Тимур Рымжанов - Пророчество льда
Наверное, так умирают. Вокруг темно и тихо, никаких ощущений, отсутствовало все – звуки, краски, самого пространства словно бы не было. Мысли текут ровно и стройно, не путаются. Скользят параллельно, плавно. Их можно наблюдать как течение полноводной реки. Но эти мысли не мои. Они вокруг, я словно плыву в реке этих мыслей, не чувствуя ни времени, ни пространства – ничего.
Если это смерть, то какая-то она тихая и, надо же, невообразимо скучная. Если что-то другое, то что?

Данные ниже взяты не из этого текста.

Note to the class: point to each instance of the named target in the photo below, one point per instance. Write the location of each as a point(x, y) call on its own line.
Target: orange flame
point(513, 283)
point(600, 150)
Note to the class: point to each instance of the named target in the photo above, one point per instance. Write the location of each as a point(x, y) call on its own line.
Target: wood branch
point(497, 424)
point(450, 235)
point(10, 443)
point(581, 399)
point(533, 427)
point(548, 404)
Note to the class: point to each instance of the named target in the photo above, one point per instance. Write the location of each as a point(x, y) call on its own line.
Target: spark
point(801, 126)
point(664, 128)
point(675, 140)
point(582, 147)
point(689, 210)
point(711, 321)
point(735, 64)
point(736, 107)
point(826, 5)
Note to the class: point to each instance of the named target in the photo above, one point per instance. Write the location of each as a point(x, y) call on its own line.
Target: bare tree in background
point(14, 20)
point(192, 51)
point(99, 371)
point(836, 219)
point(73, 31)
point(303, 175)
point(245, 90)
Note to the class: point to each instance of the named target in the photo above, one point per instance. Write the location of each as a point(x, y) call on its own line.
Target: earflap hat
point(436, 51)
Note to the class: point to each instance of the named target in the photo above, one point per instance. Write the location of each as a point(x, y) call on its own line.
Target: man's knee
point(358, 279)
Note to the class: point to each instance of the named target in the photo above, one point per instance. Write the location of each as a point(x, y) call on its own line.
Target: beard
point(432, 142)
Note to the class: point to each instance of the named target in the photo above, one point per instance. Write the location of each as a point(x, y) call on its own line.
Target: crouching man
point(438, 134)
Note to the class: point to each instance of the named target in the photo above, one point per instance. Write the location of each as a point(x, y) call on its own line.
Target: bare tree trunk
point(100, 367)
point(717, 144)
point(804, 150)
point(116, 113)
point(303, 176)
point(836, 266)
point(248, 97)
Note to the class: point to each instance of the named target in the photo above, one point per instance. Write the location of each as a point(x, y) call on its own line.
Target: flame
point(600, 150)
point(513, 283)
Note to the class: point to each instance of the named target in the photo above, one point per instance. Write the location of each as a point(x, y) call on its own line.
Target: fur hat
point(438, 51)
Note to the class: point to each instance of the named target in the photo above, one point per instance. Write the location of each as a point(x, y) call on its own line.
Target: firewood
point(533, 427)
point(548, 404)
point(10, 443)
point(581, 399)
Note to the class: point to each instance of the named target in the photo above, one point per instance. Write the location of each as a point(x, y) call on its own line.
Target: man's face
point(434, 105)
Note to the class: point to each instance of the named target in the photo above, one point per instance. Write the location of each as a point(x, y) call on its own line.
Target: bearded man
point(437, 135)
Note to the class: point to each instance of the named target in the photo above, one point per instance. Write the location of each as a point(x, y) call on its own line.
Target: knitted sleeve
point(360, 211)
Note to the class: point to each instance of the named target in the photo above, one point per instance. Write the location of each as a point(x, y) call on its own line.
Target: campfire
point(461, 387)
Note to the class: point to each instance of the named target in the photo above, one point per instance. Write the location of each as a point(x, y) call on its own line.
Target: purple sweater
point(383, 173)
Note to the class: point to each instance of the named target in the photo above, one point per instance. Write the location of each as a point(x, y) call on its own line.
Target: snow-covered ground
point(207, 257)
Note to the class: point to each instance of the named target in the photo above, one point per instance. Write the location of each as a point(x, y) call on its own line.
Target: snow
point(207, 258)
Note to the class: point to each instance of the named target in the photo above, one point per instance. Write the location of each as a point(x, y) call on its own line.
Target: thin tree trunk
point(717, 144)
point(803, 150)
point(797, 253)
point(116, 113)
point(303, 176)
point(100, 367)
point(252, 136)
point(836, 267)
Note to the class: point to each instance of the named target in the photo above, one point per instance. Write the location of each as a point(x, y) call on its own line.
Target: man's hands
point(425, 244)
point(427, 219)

С некоторым усилием, с каким-то напряжением воли я вспомнил, что не закончил какой-то путь. Я не понимал, что происходит, и не знал, что делать, а самое главное, чем делать. От меня ничего не осталось. Ничего привычного, того, что можно описать или пощупать. Того, чем можно действовать и на что опереться. Я все понимал, но не своим собственным сознанием, а каким-то посторонним, тоже принадлежащим мне, но бесконечно далеким и очень, очень отрешенным. Всюду был только я сам, даже мрак и тишина – это все был я. И весь этот вяло текущий источник мыслей – это тоже я. Бесконечный, размазанный на миллионы лет и пространств, в бесконечности космоса и сиянии звезд. Как же я был огромен и силен. Чувство величайшей радости охватило меня. Ни с чем несравнимое ликование и восторг заполнили меня – вселенную, и меня – маленький атом в этой необъятной бесконечности.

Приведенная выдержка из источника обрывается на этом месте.